O
Rei Está Vivo (Dogma 4),
de Kristian Levring
The King Is Alive (Dogme
4), Dinamarca, 2000
Será mesmo
O Rei Está Vivo um filme Dogma? Vejamos: filmado em câmera
digital, só locações "naturais", som direto
e nada de trilha sonora, câmera na mão... Ao que parece,
está tudo em ordem, inclusive o selo garantindo a "autenticidade"
da obra. Ao que parece, todos os signos exteriores da suposta inovação
e de um cinema de essência (contra um cinema dominante da superfície
e da maquiagem) estão na tela para quem quiser ver. E ao que parece,
está tudo muito em ordem, até mais do que se desejaria:
o Dogma, que veio bagunçar o coreto do cinema de uma nota só,
com O Rei Está Vivo dá todos os sinais que fechou
seu ciclo de relevância e virou academia. Pois no terreno da magia
e da liberdade de filmar, a fita de Kristian Levring beira a mais completa
indigência – está ali na tela, para quem quiser ver, tanto
quanto a câmera tremida.
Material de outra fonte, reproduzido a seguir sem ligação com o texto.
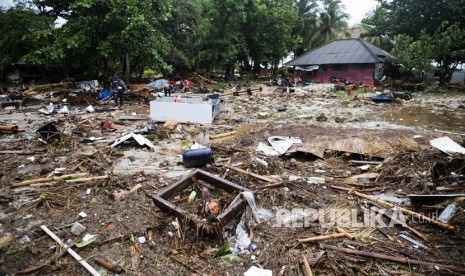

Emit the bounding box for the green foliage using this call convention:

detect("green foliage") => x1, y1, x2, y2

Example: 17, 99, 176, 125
0, 7, 54, 79
363, 0, 465, 84
390, 22, 465, 84
392, 34, 434, 82
143, 68, 162, 79
308, 0, 348, 49
214, 241, 231, 257
1, 0, 349, 81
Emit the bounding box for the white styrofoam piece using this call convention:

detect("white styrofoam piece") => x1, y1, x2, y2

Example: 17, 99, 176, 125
429, 136, 465, 154
150, 97, 219, 124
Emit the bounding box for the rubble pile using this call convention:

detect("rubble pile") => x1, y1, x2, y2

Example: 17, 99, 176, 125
0, 81, 464, 275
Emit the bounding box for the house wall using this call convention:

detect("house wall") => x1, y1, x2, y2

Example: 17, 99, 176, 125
299, 63, 377, 86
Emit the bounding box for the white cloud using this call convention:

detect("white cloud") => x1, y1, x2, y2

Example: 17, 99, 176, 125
0, 0, 14, 8
341, 0, 378, 26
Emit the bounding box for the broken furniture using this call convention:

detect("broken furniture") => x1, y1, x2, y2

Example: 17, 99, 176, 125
150, 169, 250, 236
150, 96, 220, 124
36, 123, 61, 141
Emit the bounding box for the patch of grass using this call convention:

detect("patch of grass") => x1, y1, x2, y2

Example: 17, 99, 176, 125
211, 84, 228, 91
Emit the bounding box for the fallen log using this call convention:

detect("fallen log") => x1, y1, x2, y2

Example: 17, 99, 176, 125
12, 173, 89, 187
331, 185, 455, 232
321, 244, 464, 272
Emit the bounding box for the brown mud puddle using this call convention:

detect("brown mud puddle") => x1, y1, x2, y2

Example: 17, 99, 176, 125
380, 105, 465, 132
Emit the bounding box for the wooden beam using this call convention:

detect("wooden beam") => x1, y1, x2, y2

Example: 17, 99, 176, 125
223, 164, 278, 183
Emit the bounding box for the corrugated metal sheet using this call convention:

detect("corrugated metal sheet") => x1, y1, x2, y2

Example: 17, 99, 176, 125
287, 38, 394, 66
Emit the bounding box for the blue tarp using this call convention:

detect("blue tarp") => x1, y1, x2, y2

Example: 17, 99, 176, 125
97, 88, 115, 101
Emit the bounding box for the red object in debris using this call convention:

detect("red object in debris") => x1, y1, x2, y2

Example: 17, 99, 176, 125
347, 87, 352, 96
168, 80, 193, 88
102, 119, 124, 131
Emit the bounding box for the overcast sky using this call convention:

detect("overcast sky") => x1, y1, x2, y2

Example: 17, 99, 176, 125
0, 0, 13, 8
342, 0, 378, 26
1, 0, 378, 26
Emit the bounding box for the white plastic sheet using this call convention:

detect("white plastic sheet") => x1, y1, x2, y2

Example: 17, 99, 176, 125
243, 266, 272, 276
430, 136, 465, 154
257, 136, 302, 156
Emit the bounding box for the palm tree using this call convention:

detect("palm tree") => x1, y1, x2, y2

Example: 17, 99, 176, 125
309, 0, 348, 48
294, 0, 318, 55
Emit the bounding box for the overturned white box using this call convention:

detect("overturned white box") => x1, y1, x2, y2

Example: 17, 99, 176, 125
150, 96, 220, 124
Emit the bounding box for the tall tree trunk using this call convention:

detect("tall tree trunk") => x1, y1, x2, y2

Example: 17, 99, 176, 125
272, 59, 279, 75
124, 52, 130, 83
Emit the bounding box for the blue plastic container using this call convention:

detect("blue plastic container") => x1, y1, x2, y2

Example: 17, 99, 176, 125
183, 148, 213, 168
372, 95, 394, 103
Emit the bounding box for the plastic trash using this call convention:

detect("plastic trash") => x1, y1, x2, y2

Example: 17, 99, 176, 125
437, 202, 458, 223
71, 222, 87, 236
243, 266, 272, 276
85, 105, 95, 113
183, 148, 212, 168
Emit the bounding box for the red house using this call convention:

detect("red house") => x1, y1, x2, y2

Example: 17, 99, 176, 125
286, 38, 395, 86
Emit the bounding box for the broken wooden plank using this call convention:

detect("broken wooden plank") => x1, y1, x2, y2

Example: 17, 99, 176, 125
12, 173, 89, 188
40, 225, 101, 276
346, 173, 380, 186
17, 242, 75, 274
0, 149, 46, 155
30, 175, 109, 187
301, 255, 313, 276
408, 194, 465, 203
223, 164, 278, 183
331, 185, 455, 232
369, 206, 427, 241
321, 244, 463, 271
298, 232, 347, 243
349, 160, 384, 165
94, 258, 124, 274
209, 131, 237, 140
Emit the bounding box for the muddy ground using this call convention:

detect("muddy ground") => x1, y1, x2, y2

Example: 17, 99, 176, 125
0, 82, 465, 275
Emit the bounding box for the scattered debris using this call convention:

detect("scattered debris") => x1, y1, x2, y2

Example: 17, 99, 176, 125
183, 147, 212, 168
111, 133, 156, 150
429, 136, 465, 154
257, 136, 302, 156
40, 225, 101, 276
1, 83, 465, 275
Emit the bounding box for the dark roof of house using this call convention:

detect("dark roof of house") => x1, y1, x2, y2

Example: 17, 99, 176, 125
286, 38, 395, 66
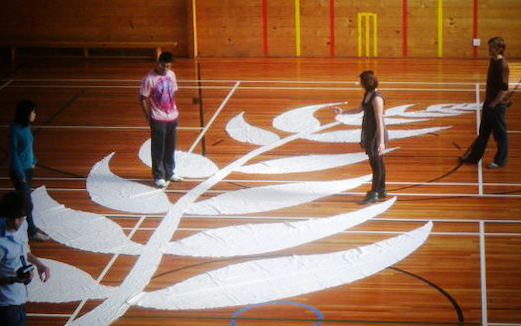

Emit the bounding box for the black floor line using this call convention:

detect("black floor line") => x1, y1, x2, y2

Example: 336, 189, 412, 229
389, 163, 462, 193
389, 267, 464, 324
0, 61, 25, 80
148, 258, 468, 325
33, 90, 84, 136
34, 163, 85, 179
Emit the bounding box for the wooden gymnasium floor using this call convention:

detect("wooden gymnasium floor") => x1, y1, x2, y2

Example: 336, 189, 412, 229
0, 57, 521, 326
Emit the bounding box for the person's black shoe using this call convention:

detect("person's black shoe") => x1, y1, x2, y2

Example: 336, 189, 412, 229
378, 188, 387, 199
459, 154, 478, 164
359, 191, 378, 205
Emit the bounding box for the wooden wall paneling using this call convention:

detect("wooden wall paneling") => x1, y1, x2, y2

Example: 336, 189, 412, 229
266, 0, 296, 57
478, 0, 521, 59
332, 1, 403, 58
197, 0, 263, 57
442, 0, 474, 58
408, 0, 439, 58
299, 0, 330, 57
371, 0, 403, 58
0, 0, 189, 56
332, 0, 354, 57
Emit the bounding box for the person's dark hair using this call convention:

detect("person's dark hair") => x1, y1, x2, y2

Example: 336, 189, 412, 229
158, 51, 174, 63
0, 192, 26, 219
488, 37, 506, 55
13, 100, 36, 127
359, 70, 378, 91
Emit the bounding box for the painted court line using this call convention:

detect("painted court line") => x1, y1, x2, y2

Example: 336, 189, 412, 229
475, 84, 484, 196
188, 81, 241, 153
480, 221, 488, 326
5, 77, 507, 86
66, 215, 146, 324
0, 79, 13, 91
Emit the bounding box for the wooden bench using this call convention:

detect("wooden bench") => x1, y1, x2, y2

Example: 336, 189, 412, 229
5, 41, 178, 60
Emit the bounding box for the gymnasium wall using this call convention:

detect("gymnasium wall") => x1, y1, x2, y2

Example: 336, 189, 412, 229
196, 0, 521, 58
0, 0, 520, 59
0, 0, 189, 57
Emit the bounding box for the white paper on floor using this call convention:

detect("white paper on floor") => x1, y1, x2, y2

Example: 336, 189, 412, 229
272, 102, 348, 134
32, 186, 143, 255
138, 139, 218, 178
186, 174, 371, 215
87, 152, 171, 214
225, 111, 281, 145
29, 258, 116, 303
136, 222, 432, 310
235, 148, 397, 174
304, 126, 451, 143
163, 197, 396, 257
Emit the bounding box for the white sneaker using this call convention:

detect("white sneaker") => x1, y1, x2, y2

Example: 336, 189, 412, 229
170, 174, 184, 182
154, 179, 167, 188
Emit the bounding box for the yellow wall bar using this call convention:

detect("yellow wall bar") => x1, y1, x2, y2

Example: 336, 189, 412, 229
357, 13, 362, 57
295, 0, 301, 57
438, 0, 443, 57
373, 14, 378, 57
192, 0, 198, 57
365, 15, 370, 56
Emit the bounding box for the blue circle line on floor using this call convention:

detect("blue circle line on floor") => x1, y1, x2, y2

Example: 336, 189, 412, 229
230, 301, 324, 326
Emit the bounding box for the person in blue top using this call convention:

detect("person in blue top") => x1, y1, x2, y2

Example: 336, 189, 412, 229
8, 101, 48, 241
0, 192, 50, 326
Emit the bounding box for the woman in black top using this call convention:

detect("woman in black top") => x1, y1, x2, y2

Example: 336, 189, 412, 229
336, 70, 388, 204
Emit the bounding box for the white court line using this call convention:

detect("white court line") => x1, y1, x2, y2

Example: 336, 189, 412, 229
0, 125, 203, 130
66, 215, 146, 324
0, 79, 13, 91
476, 83, 484, 196
7, 187, 520, 198
9, 85, 236, 90
28, 313, 72, 318
5, 77, 510, 86
130, 227, 521, 237
188, 81, 241, 153
4, 176, 521, 187
480, 221, 488, 326
8, 84, 478, 92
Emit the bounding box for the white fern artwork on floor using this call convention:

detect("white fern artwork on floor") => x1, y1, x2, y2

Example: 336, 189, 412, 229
29, 101, 477, 326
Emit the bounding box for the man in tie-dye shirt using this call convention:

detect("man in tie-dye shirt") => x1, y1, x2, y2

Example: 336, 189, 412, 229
140, 51, 183, 188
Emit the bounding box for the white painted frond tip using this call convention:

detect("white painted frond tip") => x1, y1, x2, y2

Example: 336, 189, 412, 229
273, 102, 348, 134
303, 126, 451, 143
186, 174, 371, 215
137, 222, 432, 310
225, 111, 281, 145
164, 197, 396, 257
235, 148, 397, 174
87, 152, 171, 214
29, 258, 116, 303
32, 186, 143, 255
139, 139, 218, 178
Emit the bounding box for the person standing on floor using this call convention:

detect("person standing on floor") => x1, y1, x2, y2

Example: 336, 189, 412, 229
8, 101, 48, 241
0, 191, 51, 326
335, 70, 388, 204
140, 51, 183, 188
459, 37, 510, 169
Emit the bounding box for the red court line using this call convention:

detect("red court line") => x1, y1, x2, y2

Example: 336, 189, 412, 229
330, 0, 335, 57
403, 0, 408, 57
263, 0, 268, 56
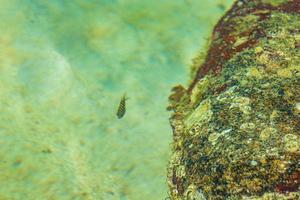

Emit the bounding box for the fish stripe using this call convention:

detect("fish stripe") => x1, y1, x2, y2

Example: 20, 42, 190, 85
117, 95, 127, 118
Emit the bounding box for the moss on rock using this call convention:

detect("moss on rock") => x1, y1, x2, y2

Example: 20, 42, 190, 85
167, 0, 300, 199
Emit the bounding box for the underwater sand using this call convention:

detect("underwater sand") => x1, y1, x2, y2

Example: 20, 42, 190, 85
0, 0, 234, 199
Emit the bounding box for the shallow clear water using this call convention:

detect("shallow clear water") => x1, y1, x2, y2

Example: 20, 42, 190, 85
0, 0, 234, 199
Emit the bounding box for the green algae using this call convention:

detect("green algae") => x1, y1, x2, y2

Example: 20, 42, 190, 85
261, 0, 288, 6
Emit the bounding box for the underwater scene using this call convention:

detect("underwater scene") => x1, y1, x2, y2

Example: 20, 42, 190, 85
1, 0, 300, 200
0, 0, 234, 200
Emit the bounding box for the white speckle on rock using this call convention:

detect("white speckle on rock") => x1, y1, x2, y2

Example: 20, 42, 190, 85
222, 129, 232, 134
296, 102, 300, 111
250, 160, 258, 166
247, 138, 253, 144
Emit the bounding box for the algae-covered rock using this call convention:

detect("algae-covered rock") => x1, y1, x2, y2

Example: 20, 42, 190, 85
167, 0, 300, 199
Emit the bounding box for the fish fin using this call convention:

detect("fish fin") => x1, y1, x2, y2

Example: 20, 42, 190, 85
123, 92, 129, 101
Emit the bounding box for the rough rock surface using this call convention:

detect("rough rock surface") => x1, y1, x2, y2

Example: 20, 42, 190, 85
167, 0, 300, 199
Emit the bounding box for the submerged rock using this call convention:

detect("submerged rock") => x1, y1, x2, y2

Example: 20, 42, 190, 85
167, 0, 300, 199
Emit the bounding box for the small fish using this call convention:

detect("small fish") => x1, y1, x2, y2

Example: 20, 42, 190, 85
116, 93, 128, 119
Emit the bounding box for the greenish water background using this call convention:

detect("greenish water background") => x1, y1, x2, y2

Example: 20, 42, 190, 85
0, 0, 234, 199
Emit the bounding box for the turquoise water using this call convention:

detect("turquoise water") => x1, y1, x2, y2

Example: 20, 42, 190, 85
0, 0, 234, 199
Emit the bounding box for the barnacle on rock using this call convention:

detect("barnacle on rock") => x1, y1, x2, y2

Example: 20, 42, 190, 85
167, 0, 300, 199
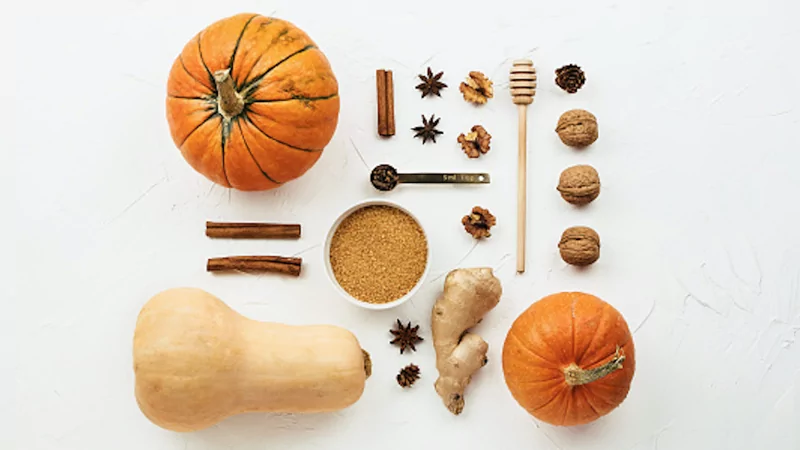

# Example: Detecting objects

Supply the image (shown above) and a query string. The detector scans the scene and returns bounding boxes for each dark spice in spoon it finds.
[371,164,400,191]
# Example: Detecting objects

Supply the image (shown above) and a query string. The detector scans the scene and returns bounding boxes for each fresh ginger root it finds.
[432,268,502,414]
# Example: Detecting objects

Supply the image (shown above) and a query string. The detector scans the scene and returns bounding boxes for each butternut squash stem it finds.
[362,350,372,378]
[213,69,244,118]
[563,347,625,386]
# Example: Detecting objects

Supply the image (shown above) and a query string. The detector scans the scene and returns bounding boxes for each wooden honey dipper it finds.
[509,59,537,273]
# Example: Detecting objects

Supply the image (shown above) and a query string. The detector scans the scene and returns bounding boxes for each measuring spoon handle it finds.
[398,173,491,184]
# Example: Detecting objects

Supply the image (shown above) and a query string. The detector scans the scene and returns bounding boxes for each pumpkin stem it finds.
[563,346,626,386]
[213,69,244,118]
[362,350,372,379]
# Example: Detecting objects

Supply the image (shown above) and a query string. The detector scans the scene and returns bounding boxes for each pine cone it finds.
[555,64,586,94]
[397,364,421,388]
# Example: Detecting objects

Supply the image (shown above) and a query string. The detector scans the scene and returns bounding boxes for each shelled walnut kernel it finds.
[459,71,494,104]
[457,125,491,158]
[462,207,496,239]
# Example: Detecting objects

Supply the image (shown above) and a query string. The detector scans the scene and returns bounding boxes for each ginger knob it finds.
[432,268,502,414]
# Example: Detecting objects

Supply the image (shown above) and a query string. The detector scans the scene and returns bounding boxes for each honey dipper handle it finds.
[517,104,527,274]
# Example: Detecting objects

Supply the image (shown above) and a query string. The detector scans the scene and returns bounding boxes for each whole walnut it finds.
[556,109,598,148]
[558,226,600,266]
[557,165,600,205]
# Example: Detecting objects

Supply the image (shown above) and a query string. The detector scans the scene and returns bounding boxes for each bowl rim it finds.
[323,198,431,311]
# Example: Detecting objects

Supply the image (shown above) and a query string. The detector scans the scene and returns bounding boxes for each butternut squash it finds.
[133,288,371,432]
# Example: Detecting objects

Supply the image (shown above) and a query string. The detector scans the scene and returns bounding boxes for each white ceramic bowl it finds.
[323,199,431,310]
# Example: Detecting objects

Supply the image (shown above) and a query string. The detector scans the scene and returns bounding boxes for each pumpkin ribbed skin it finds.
[166,13,339,191]
[502,292,635,426]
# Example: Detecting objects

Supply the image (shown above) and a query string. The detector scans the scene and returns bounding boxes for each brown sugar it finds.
[329,205,428,304]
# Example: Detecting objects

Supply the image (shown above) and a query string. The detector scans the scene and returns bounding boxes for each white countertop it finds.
[8,0,799,448]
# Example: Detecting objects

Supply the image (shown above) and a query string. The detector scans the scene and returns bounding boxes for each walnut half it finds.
[457,125,492,158]
[462,206,496,239]
[459,71,494,105]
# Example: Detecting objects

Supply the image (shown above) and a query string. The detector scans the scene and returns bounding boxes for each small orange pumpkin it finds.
[502,292,635,426]
[166,13,339,191]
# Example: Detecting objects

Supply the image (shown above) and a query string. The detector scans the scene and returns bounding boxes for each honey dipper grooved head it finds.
[510,60,537,105]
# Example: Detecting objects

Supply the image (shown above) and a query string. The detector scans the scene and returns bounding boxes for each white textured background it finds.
[7,0,800,449]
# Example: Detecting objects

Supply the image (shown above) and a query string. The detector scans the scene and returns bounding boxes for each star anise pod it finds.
[555,64,586,94]
[397,364,421,388]
[416,67,447,98]
[462,206,496,239]
[412,114,443,144]
[390,319,423,354]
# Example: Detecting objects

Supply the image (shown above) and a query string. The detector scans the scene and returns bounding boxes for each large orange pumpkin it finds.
[502,292,635,426]
[166,13,339,190]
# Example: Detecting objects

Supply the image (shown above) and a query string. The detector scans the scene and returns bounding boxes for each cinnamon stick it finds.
[376,69,395,137]
[385,70,395,135]
[377,70,387,136]
[206,221,301,239]
[207,256,302,276]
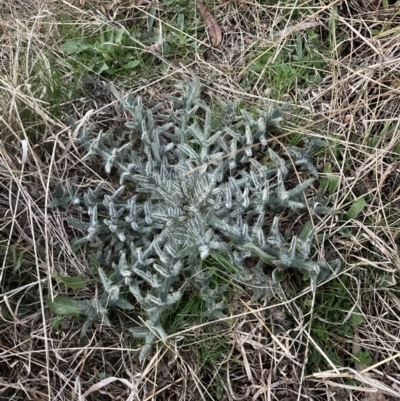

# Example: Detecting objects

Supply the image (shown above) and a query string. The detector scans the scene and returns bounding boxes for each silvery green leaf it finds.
[145,294,164,307]
[129,282,144,302]
[98,268,113,292]
[102,314,112,327]
[243,243,275,265]
[115,298,135,310]
[133,268,161,288]
[66,217,90,231]
[129,326,150,338]
[269,149,288,178]
[267,217,285,247]
[114,252,131,278]
[199,244,210,259]
[139,343,153,362]
[286,178,315,198]
[146,322,167,341]
[81,319,92,339]
[165,291,182,305]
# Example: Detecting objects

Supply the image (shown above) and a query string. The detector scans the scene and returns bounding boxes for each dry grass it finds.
[1,0,400,400]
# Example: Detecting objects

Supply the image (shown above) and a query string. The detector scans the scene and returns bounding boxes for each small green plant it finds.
[306,277,367,372]
[62,27,142,76]
[352,350,372,366]
[49,79,340,360]
[245,31,327,96]
[59,6,199,82]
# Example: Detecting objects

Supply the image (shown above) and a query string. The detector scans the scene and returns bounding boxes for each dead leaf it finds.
[195,0,222,47]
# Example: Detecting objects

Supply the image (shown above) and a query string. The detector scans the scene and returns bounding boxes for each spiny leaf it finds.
[115,298,135,310]
[129,326,150,338]
[49,79,339,360]
[243,243,275,265]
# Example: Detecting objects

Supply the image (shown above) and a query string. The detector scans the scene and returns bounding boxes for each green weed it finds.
[58,3,201,83]
[244,31,328,97]
[305,277,366,372]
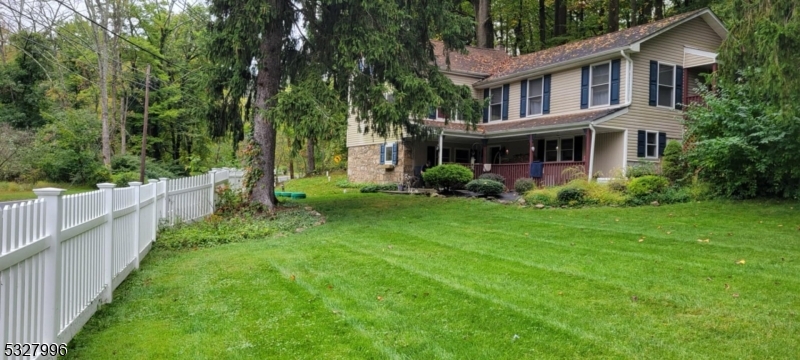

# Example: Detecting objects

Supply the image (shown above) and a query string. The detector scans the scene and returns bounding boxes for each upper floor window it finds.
[527,77,544,116]
[590,62,611,107]
[658,63,676,108]
[489,87,503,121]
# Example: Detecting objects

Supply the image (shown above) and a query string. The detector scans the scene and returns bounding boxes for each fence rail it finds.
[0,168,242,359]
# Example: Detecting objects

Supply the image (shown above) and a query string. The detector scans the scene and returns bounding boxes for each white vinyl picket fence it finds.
[0,168,242,359]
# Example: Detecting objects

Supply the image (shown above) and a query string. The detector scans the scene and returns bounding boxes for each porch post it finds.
[683,67,689,107]
[584,128,592,177]
[438,132,444,165]
[528,134,534,163]
[481,139,488,164]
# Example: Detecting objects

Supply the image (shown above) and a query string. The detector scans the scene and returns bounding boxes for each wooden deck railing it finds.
[459,161,585,189]
[684,95,705,109]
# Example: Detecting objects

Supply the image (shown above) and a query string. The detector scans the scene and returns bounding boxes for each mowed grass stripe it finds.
[255,240,612,359]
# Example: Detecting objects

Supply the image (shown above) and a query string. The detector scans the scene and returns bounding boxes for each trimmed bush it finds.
[514,178,536,194]
[478,173,506,183]
[557,187,586,205]
[360,184,397,193]
[607,180,627,193]
[465,179,504,196]
[627,175,670,197]
[661,140,688,183]
[524,188,558,206]
[626,162,658,178]
[422,164,473,191]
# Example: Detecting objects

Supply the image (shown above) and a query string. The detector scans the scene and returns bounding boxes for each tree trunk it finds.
[538,0,546,48]
[608,0,620,33]
[305,137,315,175]
[250,4,283,210]
[655,0,664,20]
[120,96,127,155]
[630,0,638,26]
[554,0,568,38]
[87,0,112,167]
[473,0,494,48]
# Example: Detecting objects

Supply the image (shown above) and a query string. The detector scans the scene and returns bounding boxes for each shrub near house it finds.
[422,164,473,192]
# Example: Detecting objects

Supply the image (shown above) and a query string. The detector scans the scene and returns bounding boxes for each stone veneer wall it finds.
[348,142,413,184]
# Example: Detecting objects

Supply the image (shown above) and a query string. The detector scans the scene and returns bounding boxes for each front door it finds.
[489,146,502,164]
[427,146,436,165]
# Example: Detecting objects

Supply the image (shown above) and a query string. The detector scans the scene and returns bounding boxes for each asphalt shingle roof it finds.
[425,107,625,135]
[431,41,510,75]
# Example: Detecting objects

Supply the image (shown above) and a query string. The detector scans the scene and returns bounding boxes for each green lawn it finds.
[66,175,800,359]
[0,182,95,202]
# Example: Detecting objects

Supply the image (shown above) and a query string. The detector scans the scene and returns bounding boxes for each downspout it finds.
[438,131,444,166]
[588,50,633,180]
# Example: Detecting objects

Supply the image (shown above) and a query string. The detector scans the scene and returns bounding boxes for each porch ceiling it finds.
[421,107,627,139]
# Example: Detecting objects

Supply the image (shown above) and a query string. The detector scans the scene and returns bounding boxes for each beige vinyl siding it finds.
[604,17,723,162]
[496,57,628,122]
[593,131,625,177]
[687,71,705,96]
[445,73,482,99]
[346,112,402,147]
[684,52,715,68]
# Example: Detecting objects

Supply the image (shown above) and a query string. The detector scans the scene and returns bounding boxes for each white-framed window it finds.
[527,77,544,116]
[646,131,658,158]
[384,143,395,164]
[545,140,559,162]
[489,87,503,121]
[561,138,575,162]
[590,61,611,107]
[657,62,676,108]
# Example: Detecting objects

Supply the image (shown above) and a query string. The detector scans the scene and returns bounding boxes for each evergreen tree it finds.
[208,0,483,210]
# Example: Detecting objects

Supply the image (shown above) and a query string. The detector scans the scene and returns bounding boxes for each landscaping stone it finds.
[535,204,545,209]
[651,201,660,206]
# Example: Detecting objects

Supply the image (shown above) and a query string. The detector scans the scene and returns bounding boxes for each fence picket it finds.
[1,169,243,350]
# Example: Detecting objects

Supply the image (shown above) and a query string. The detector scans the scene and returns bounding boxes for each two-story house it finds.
[346,8,727,188]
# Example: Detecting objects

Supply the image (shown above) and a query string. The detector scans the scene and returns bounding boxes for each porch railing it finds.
[459,161,585,189]
[684,95,705,108]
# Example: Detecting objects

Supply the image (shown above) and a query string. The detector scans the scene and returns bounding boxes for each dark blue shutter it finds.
[483,89,489,123]
[610,59,621,105]
[428,107,436,119]
[649,61,658,106]
[580,66,590,109]
[380,143,386,164]
[658,132,667,157]
[392,143,399,165]
[501,84,510,120]
[519,80,528,117]
[675,66,684,110]
[637,130,646,158]
[543,75,552,114]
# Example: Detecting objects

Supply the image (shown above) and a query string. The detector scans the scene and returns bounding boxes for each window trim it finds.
[589,61,612,108]
[656,61,677,109]
[489,86,503,122]
[541,137,584,163]
[526,77,545,117]
[454,148,471,164]
[384,143,395,164]
[645,131,659,159]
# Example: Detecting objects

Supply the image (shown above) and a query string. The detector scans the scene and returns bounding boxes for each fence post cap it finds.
[148,179,158,184]
[33,187,66,196]
[158,177,168,181]
[97,183,117,189]
[127,182,143,187]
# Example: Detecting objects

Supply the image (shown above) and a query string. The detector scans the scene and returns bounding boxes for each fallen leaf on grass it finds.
[290,275,296,281]
[638,239,644,243]
[666,231,672,235]
[725,283,730,290]
[727,232,733,236]
[615,218,620,222]
[778,225,783,227]
[327,284,334,290]
[631,296,638,302]
[736,259,746,265]
[732,293,739,298]
[377,296,383,301]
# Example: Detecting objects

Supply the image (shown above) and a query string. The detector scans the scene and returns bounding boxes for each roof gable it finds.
[474,8,725,84]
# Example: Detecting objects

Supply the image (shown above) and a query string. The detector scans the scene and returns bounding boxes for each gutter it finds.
[474,47,632,89]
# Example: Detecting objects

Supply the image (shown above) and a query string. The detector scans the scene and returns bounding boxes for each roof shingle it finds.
[458,9,706,82]
[431,41,510,75]
[424,107,625,135]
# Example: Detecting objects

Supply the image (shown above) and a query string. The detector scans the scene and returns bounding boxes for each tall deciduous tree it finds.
[608,0,620,32]
[473,0,494,48]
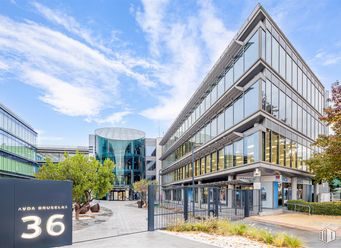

E em primeiro lugar porque o diretor cai
na própria armadilha que criou: neste Rei sem muita graça,
toda a "profundidade" desejada é forjada por uma textura
que não encontra em momento algum o correspondente necessário
no nível das idéias.
Ou não? O que
nos diz o Rei Lear, mas que o filme é de uma incompetência
flagrante (em todos os aspectos) em revelar, apesar de todo o verniz intelectualóide?
A majestade, se é que ela existe, não está na coroa:
traído, o rei é expulso da corte e, perdido numa noite de
chuva, sozinho, precisa provar a si mesmo que é de fato aquilo
que acreditava (mas na verdade só aparentava) ser. Tudo muito funcional,
é verdade: não é mais ou menos a mesma coisa que
acontece com os personagens do filme, que se vêem de repente perdidos
no meio de um deserto, sem todos os símbolos que a sociedade constrói
em torno de si e que, mal ou bem, "formam" aquelas pessoas?
No mais, não é este o voto de castidade do Dogma?, um cinema
livre de todo aparato industrial, de tudo aquilo que lhe é supérfluo
e que tinha contribuído pra desvirtuar a verdadeira essência
dos filmes? Então, por que O Rei Está Vivo, que deveria
ser uma bela alegoria do próprio Dogma, acaba por se mostrar de
um conservantismo assustador para quem até bem pouco se pretendia
revolucionário?
Porque, como o diretor
tenta nos dizer sem muito sucesso nem tesão, as coisas não
têm um valor em si, a validade está sim é no uso que
se faz e se confere a elas. Porque fazer cinema não é seguir
receita de bolo: o importante é o como, não o quê;
é a poesia e a invenção, não a temática.
Porque, se a princípio o filme seria um manifesto pragmático,
não há nada disso na tela, muito pelo contrário:
Levring apela para recursos dramáticos surradíssimos, inscreve
seus personagens em clichês psicologizantes de quinta categoria
(a boazuda-vagaba, o casal-em-crise, o machão-violento e por aí
vai) e clímax narrativos os mais bobocas possíveis, de tão
sem imaginação. Nada mais conservador (e estupidamente empolado)
do que esse desejo de alta cultura e de "profundidade" (sempre
frustrada) que precisa declamar Shakespeare a torto e a direito. Os
Idiotas, filme muito mais "simples" e pé no chão,
sem pretensões estúpidas tipo vejam-só-como-sou-espirituoso,
tem muito mais a dizer, gostando ele ou não. E nada mais burocrático
do que essa visão "alternativa", supostamente inteligente,
e que precisa se encher de truques de roteiro "bem bolados"
– como o velhinho que mora no vilarejo onde os turistas se alojam.
Por tudo isto, se
em tese O Rei Está Vivo é um filme Dogma, na prática
– e apesar do que tudo indica – ele é tão convencional,
chato e empolado quanto qualquer adaptação literária
careta ou um filme de época inglês cheio de salamaleques
supérfluos e irritantes. Só faltou os sorrisinhos canastrões
por cima das xícaras de chá para fechar a conta.